Diversify your investment portfolio
Basically, CFD stands for Contracts for Difference and it is very much a type of speculative investment. You use leverage to invest in shares in which you make use of a small percentage known as the ‘initial margin’ of the full contract value which can work both ways. What happens here is that you can get involved in the price movement of an asset but technically, you do not own the asset. Whichever way it goes, you pay or acquire the difference in the price.
Who is involved in CFD trading?
2 parties are directly involved. You (the investor) and the CFD broker. You will decide on which underlying asset to invest in and the broker will manage the movement between the opening and closing price of the asset. In this context, you can take the role of either the seller or the buyer. Your role basically speculates whether the value of an asset would increase or decrease.
- You enter into a Buy position if you speculate that the value will go up. This is also known as the long position.
- You enter into a Sell position if you speculate the value will go down. This is also known as the short position.
In Malaysia, the Securities Commission (SC) has certain regulations related to CFD investments. This is to ensure that investors in Malaysia are protected and that nothing outside the law is carried out.
Starting your CFD investments
Generally, you want to buy low and sell high if you want to earn a good profit. In ‘Long Exposure’ or ‘Going Long’, you buy at a particular price with the aim that the market value will go up. However, you can also make some profit if the asset price drops. You will be selling here which is also known as ‘Going Short’ or ‘Short Exposure’.

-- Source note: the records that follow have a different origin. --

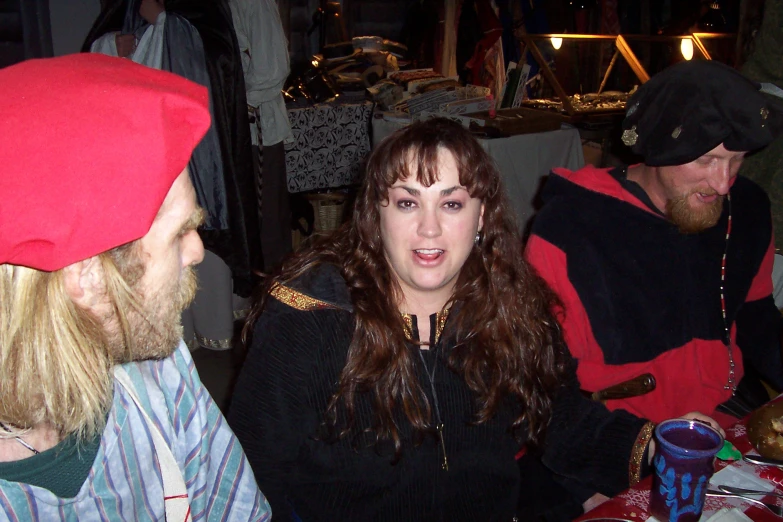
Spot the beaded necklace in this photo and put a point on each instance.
(731, 384)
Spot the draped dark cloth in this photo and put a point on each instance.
(232, 231)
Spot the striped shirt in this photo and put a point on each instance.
(125, 482)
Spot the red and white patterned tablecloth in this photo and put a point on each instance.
(633, 504)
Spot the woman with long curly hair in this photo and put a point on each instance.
(399, 365)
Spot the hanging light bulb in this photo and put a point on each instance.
(686, 48)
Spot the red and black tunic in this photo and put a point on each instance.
(640, 296)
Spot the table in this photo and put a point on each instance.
(633, 503)
(329, 143)
(524, 160)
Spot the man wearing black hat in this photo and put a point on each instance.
(665, 267)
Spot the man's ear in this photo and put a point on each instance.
(85, 283)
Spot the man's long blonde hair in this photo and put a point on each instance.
(56, 358)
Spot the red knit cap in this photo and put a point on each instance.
(90, 147)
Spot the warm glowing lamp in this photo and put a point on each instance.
(686, 48)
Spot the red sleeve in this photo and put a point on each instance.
(761, 286)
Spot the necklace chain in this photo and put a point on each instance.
(20, 440)
(439, 423)
(731, 384)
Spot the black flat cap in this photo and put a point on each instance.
(692, 107)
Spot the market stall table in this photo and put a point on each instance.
(633, 504)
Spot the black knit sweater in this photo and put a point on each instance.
(290, 374)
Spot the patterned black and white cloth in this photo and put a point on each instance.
(330, 142)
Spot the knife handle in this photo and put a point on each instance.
(644, 383)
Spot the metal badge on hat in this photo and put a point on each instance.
(630, 136)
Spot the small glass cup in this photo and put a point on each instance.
(683, 463)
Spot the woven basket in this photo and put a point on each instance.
(329, 209)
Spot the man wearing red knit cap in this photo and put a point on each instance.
(102, 414)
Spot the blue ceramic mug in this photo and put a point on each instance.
(684, 462)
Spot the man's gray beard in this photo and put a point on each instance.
(158, 329)
(690, 221)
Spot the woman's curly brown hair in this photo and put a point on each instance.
(508, 341)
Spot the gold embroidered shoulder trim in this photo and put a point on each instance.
(440, 324)
(298, 300)
(637, 453)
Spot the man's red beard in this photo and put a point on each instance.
(690, 220)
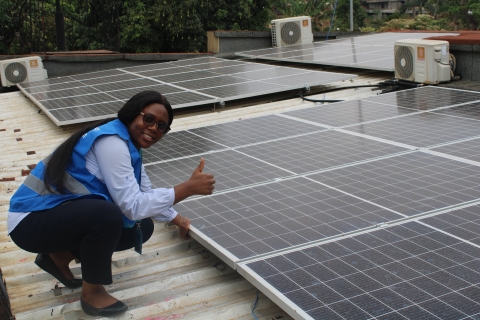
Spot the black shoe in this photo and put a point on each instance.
(46, 263)
(111, 310)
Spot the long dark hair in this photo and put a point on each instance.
(56, 168)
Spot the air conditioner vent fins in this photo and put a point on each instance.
(404, 62)
(16, 72)
(290, 32)
(21, 70)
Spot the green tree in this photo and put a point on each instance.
(342, 16)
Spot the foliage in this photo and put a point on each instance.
(420, 22)
(128, 25)
(368, 29)
(342, 16)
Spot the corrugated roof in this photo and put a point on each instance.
(173, 279)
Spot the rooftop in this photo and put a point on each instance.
(173, 279)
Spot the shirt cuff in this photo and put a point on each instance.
(171, 196)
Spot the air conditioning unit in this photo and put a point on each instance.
(422, 61)
(21, 70)
(291, 31)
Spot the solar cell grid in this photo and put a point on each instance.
(271, 73)
(64, 93)
(373, 281)
(243, 68)
(190, 75)
(254, 130)
(467, 149)
(128, 84)
(279, 215)
(348, 113)
(426, 98)
(90, 113)
(243, 90)
(84, 100)
(212, 82)
(196, 82)
(332, 52)
(194, 61)
(125, 94)
(216, 64)
(231, 169)
(380, 64)
(116, 78)
(462, 223)
(319, 151)
(53, 87)
(410, 184)
(98, 74)
(163, 72)
(307, 79)
(470, 111)
(178, 144)
(420, 130)
(185, 98)
(41, 83)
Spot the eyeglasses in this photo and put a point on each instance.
(149, 120)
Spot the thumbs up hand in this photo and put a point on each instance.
(199, 183)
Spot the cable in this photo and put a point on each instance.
(255, 306)
(393, 85)
(313, 100)
(333, 19)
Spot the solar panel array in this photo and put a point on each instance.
(373, 51)
(192, 82)
(336, 212)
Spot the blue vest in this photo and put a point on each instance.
(34, 196)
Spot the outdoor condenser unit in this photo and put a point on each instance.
(422, 61)
(22, 70)
(291, 31)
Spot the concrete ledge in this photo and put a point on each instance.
(224, 42)
(60, 65)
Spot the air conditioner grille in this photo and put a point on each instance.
(290, 32)
(404, 62)
(16, 72)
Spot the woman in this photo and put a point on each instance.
(92, 197)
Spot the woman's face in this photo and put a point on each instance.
(142, 135)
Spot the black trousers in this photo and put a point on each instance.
(91, 229)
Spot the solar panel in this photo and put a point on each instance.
(426, 98)
(193, 82)
(230, 168)
(369, 52)
(420, 130)
(348, 113)
(178, 145)
(318, 151)
(409, 184)
(466, 149)
(470, 111)
(90, 112)
(254, 130)
(258, 220)
(462, 223)
(404, 271)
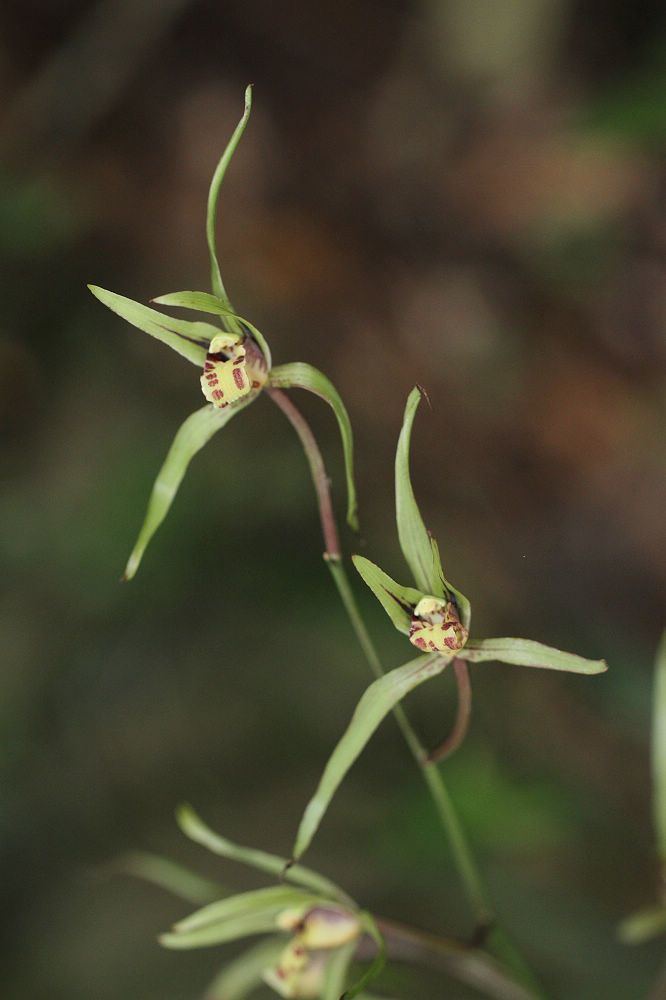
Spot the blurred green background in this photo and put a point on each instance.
(467, 194)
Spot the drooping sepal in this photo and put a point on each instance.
(188, 338)
(299, 375)
(527, 653)
(235, 917)
(375, 704)
(398, 601)
(193, 434)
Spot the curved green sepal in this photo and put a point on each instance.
(217, 284)
(174, 878)
(372, 709)
(192, 435)
(527, 653)
(207, 303)
(242, 976)
(238, 916)
(659, 751)
(189, 339)
(194, 827)
(337, 970)
(412, 532)
(643, 925)
(464, 607)
(300, 375)
(398, 602)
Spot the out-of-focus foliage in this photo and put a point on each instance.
(467, 196)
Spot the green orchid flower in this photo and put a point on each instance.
(235, 368)
(435, 616)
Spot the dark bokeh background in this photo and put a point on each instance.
(468, 195)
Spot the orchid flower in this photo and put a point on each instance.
(435, 617)
(235, 365)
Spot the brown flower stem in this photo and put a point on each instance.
(487, 927)
(317, 469)
(461, 725)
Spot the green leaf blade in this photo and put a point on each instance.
(192, 435)
(398, 601)
(300, 375)
(373, 707)
(188, 339)
(412, 533)
(527, 653)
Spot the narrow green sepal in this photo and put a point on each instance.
(464, 607)
(193, 434)
(238, 916)
(527, 653)
(299, 375)
(659, 751)
(398, 601)
(194, 827)
(167, 875)
(372, 930)
(189, 339)
(217, 284)
(412, 533)
(244, 974)
(207, 303)
(375, 704)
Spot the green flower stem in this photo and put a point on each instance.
(317, 469)
(469, 873)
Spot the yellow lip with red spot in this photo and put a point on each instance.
(436, 626)
(227, 376)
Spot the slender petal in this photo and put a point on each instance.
(527, 653)
(193, 434)
(207, 303)
(398, 601)
(303, 376)
(372, 709)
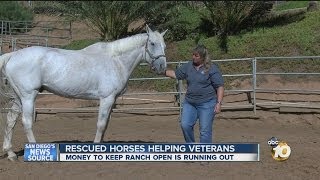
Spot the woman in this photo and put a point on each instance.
(204, 94)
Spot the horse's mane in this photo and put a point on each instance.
(119, 46)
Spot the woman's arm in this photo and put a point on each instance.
(170, 73)
(220, 93)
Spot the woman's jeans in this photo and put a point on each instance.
(202, 111)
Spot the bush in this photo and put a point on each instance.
(14, 11)
(181, 22)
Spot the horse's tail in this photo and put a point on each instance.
(4, 59)
(6, 91)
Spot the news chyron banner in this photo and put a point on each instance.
(126, 152)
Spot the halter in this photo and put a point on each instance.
(154, 58)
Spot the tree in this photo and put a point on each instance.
(231, 17)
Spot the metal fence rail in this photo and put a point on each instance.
(251, 93)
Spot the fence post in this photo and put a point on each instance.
(180, 94)
(254, 79)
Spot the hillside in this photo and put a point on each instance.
(295, 39)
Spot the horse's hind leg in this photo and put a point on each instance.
(27, 102)
(12, 116)
(103, 117)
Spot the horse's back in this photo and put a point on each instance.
(65, 72)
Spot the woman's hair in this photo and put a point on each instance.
(203, 52)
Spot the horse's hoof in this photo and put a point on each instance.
(13, 158)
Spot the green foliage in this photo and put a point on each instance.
(181, 21)
(301, 38)
(80, 44)
(110, 19)
(285, 5)
(14, 11)
(282, 17)
(231, 17)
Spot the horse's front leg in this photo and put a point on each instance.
(12, 116)
(103, 117)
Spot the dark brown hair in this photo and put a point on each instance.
(203, 52)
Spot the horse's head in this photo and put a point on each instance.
(155, 54)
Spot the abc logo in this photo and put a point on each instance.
(280, 150)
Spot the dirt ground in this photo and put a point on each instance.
(300, 131)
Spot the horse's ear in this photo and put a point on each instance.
(148, 29)
(164, 32)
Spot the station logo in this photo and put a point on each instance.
(280, 150)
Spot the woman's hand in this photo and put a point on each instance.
(217, 108)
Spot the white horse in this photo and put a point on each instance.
(100, 71)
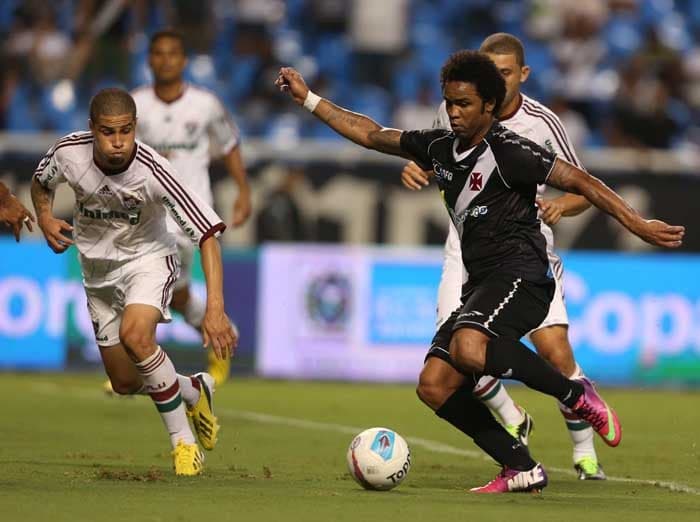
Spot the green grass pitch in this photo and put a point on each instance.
(68, 453)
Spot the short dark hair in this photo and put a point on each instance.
(111, 102)
(166, 33)
(478, 69)
(504, 43)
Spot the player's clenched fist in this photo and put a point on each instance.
(52, 229)
(13, 214)
(415, 178)
(658, 233)
(291, 81)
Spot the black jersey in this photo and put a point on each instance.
(489, 191)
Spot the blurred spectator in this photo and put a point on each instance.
(419, 113)
(629, 67)
(573, 122)
(280, 217)
(639, 111)
(378, 32)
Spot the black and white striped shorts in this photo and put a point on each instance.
(501, 305)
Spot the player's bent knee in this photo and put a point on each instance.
(125, 387)
(432, 394)
(468, 351)
(137, 342)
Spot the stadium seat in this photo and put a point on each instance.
(20, 115)
(58, 106)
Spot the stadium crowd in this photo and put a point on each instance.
(618, 72)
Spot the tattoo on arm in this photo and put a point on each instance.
(42, 198)
(360, 128)
(571, 179)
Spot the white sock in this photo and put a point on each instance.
(194, 310)
(580, 431)
(161, 381)
(491, 392)
(189, 389)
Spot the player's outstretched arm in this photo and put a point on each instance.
(569, 178)
(567, 205)
(51, 227)
(236, 169)
(217, 331)
(12, 212)
(355, 127)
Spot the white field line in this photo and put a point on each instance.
(430, 445)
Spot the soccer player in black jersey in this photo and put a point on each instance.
(488, 178)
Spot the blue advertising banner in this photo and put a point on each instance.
(635, 318)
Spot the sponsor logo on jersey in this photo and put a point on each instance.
(165, 148)
(441, 173)
(132, 201)
(476, 181)
(105, 191)
(181, 221)
(471, 212)
(132, 218)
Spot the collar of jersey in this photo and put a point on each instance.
(513, 113)
(123, 169)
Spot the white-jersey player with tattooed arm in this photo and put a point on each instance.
(124, 191)
(182, 121)
(530, 119)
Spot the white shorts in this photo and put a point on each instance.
(147, 282)
(185, 251)
(557, 309)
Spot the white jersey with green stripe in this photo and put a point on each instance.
(185, 131)
(120, 217)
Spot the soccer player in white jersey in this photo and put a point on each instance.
(530, 119)
(180, 121)
(124, 191)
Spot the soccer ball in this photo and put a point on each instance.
(379, 458)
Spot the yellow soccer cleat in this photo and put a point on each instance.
(188, 459)
(107, 388)
(205, 423)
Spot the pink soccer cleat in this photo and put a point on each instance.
(514, 481)
(593, 409)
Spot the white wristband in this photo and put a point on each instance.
(311, 101)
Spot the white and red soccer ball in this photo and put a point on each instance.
(378, 458)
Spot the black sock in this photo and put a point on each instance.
(470, 416)
(511, 359)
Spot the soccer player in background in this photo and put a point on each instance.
(12, 213)
(124, 191)
(531, 119)
(503, 248)
(181, 121)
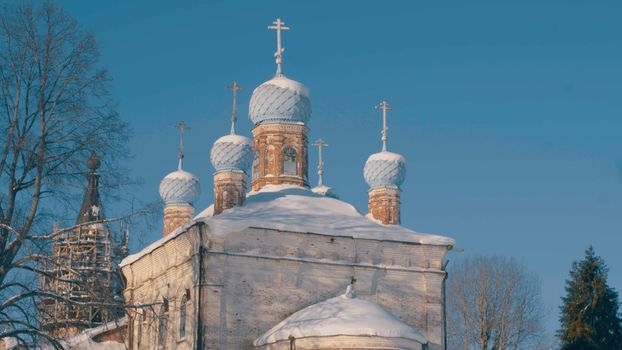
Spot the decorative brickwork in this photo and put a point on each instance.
(176, 215)
(229, 190)
(384, 205)
(280, 155)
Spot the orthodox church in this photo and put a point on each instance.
(275, 264)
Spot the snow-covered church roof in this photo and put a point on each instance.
(343, 315)
(298, 209)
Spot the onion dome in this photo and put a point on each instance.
(363, 321)
(180, 187)
(280, 100)
(385, 169)
(232, 152)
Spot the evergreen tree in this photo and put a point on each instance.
(589, 314)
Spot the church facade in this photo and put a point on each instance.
(285, 266)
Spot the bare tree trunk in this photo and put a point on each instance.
(55, 109)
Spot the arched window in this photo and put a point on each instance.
(163, 324)
(255, 165)
(139, 334)
(183, 314)
(290, 164)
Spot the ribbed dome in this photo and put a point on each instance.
(180, 187)
(385, 169)
(280, 100)
(232, 152)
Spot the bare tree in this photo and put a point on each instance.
(55, 109)
(494, 303)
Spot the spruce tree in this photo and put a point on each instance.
(589, 314)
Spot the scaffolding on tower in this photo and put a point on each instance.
(82, 277)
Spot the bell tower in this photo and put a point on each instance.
(280, 109)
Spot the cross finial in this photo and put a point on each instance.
(278, 26)
(234, 87)
(182, 126)
(384, 105)
(320, 166)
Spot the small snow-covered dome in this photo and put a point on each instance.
(385, 169)
(325, 191)
(280, 100)
(180, 187)
(232, 152)
(363, 322)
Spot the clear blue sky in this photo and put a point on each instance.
(509, 113)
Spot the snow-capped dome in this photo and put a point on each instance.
(180, 187)
(232, 152)
(345, 315)
(385, 169)
(325, 191)
(280, 100)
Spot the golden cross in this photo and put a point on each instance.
(320, 166)
(384, 105)
(182, 126)
(278, 26)
(234, 87)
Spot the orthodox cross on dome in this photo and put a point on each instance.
(182, 128)
(278, 26)
(320, 166)
(234, 87)
(384, 105)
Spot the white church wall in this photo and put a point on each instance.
(255, 278)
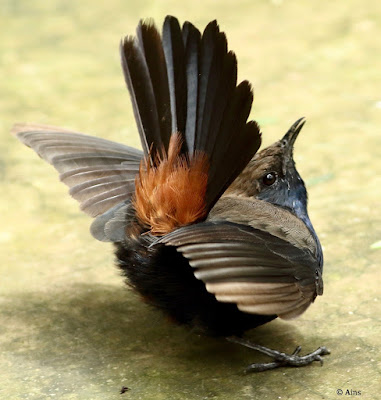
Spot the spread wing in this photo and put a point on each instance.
(260, 273)
(100, 173)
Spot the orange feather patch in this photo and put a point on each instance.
(171, 193)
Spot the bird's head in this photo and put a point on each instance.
(272, 176)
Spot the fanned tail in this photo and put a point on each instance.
(186, 83)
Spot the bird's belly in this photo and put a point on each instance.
(166, 280)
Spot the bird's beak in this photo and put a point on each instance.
(290, 137)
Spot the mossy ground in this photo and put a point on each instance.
(69, 327)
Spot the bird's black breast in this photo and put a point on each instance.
(166, 280)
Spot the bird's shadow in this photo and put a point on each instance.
(83, 324)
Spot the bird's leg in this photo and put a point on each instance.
(280, 359)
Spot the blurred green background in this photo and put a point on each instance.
(69, 327)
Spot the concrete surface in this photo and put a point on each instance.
(69, 327)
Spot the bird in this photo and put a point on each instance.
(206, 227)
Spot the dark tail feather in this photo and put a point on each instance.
(196, 81)
(192, 41)
(175, 59)
(238, 141)
(146, 78)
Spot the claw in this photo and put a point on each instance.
(280, 359)
(297, 351)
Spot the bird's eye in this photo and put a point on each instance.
(269, 178)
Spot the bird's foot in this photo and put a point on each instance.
(280, 359)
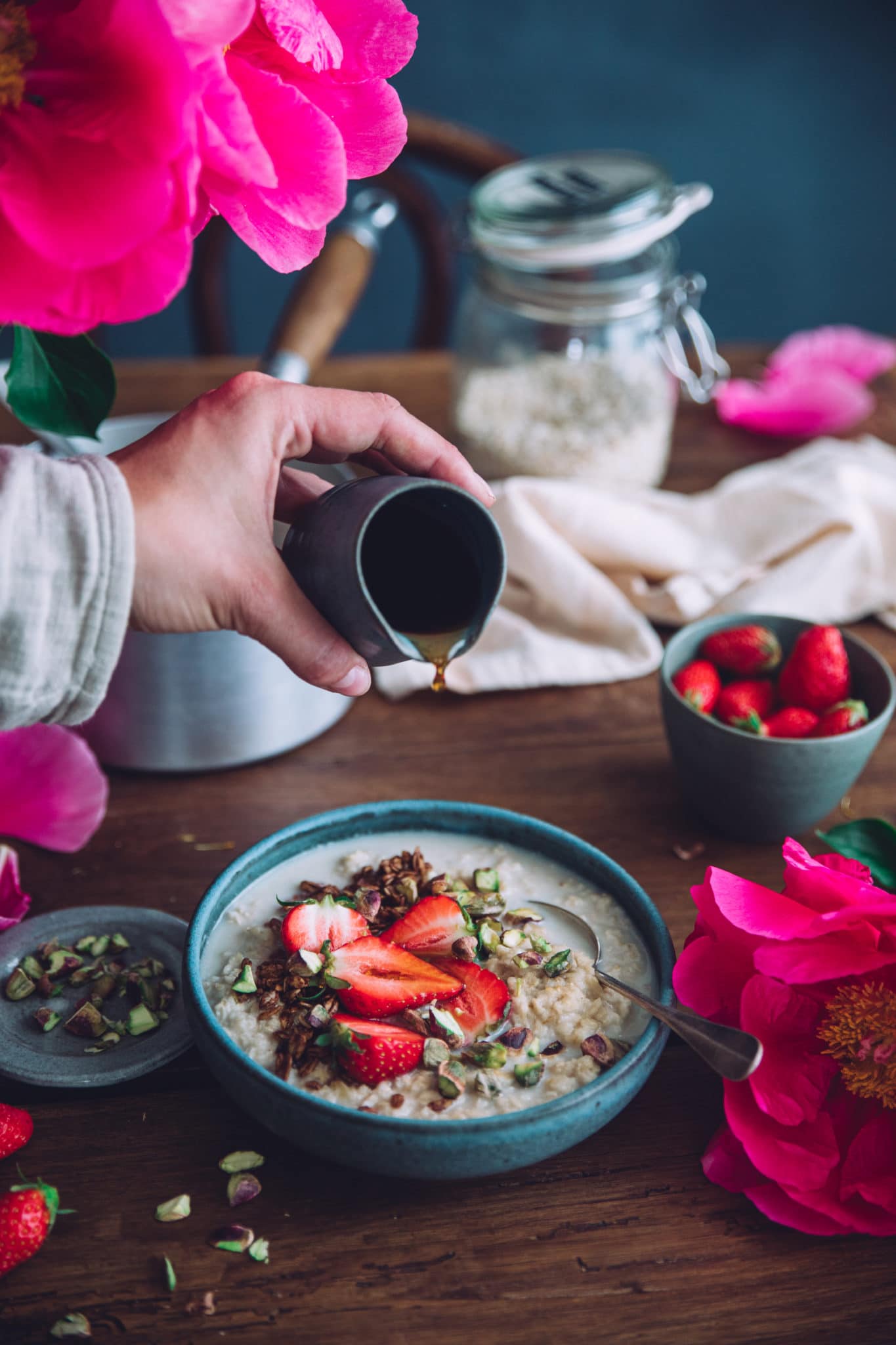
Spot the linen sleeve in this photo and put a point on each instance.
(66, 579)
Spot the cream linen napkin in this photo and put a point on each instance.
(809, 535)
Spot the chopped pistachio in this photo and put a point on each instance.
(558, 963)
(73, 1325)
(141, 1020)
(245, 984)
(486, 880)
(452, 1079)
(171, 1279)
(486, 1083)
(85, 1021)
(444, 1025)
(19, 985)
(241, 1188)
(488, 1055)
(172, 1210)
(512, 938)
(436, 1052)
(241, 1161)
(233, 1238)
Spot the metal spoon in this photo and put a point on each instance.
(731, 1052)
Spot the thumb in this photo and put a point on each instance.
(276, 612)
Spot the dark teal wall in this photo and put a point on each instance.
(786, 108)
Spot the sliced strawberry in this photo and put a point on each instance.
(373, 1051)
(310, 925)
(482, 1001)
(382, 979)
(429, 927)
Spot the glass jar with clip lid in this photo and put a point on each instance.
(572, 335)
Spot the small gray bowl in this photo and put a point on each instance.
(756, 789)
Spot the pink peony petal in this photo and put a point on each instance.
(796, 404)
(857, 353)
(51, 789)
(14, 902)
(801, 1156)
(793, 1078)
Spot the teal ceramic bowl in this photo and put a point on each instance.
(438, 1147)
(756, 789)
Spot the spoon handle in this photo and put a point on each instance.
(731, 1052)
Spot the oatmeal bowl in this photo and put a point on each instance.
(379, 986)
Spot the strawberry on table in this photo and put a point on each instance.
(373, 1051)
(27, 1214)
(377, 979)
(699, 684)
(16, 1129)
(792, 722)
(482, 1001)
(433, 926)
(744, 705)
(842, 718)
(312, 923)
(748, 650)
(817, 673)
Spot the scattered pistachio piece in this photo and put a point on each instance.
(86, 1021)
(73, 1325)
(444, 1025)
(241, 1188)
(452, 1079)
(172, 1210)
(528, 1075)
(245, 984)
(558, 963)
(233, 1238)
(241, 1161)
(465, 948)
(141, 1020)
(19, 985)
(436, 1052)
(486, 880)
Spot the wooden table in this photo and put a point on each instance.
(620, 1238)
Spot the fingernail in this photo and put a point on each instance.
(355, 682)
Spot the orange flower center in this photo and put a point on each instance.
(860, 1032)
(16, 50)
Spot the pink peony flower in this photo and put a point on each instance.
(293, 108)
(98, 174)
(14, 902)
(811, 1137)
(51, 789)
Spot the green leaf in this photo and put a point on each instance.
(872, 841)
(60, 384)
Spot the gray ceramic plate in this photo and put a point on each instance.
(56, 1059)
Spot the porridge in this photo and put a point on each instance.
(500, 1011)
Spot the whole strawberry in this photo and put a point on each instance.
(792, 722)
(748, 650)
(842, 718)
(16, 1129)
(744, 705)
(817, 673)
(27, 1214)
(699, 684)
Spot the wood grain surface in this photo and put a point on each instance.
(620, 1239)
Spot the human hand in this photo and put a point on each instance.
(209, 483)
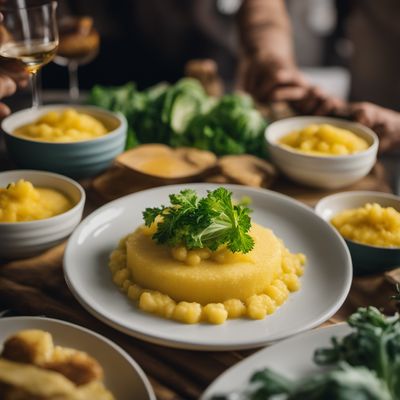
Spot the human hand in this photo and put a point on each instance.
(384, 122)
(316, 102)
(271, 80)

Whichever side of the market you take, the more it moves, the more money you will profit. That said, it also means that if the market direction is not in your favor, you stand to lose too. This is an interesting investment engine for those who do not have large capital to work with. In most cases, you need to have at least 10% of the underlying asset you want to buy. When the time is up, you will either take home the difference or pay the amount. So, you need to be extra careful not to overinvest in CFD trading.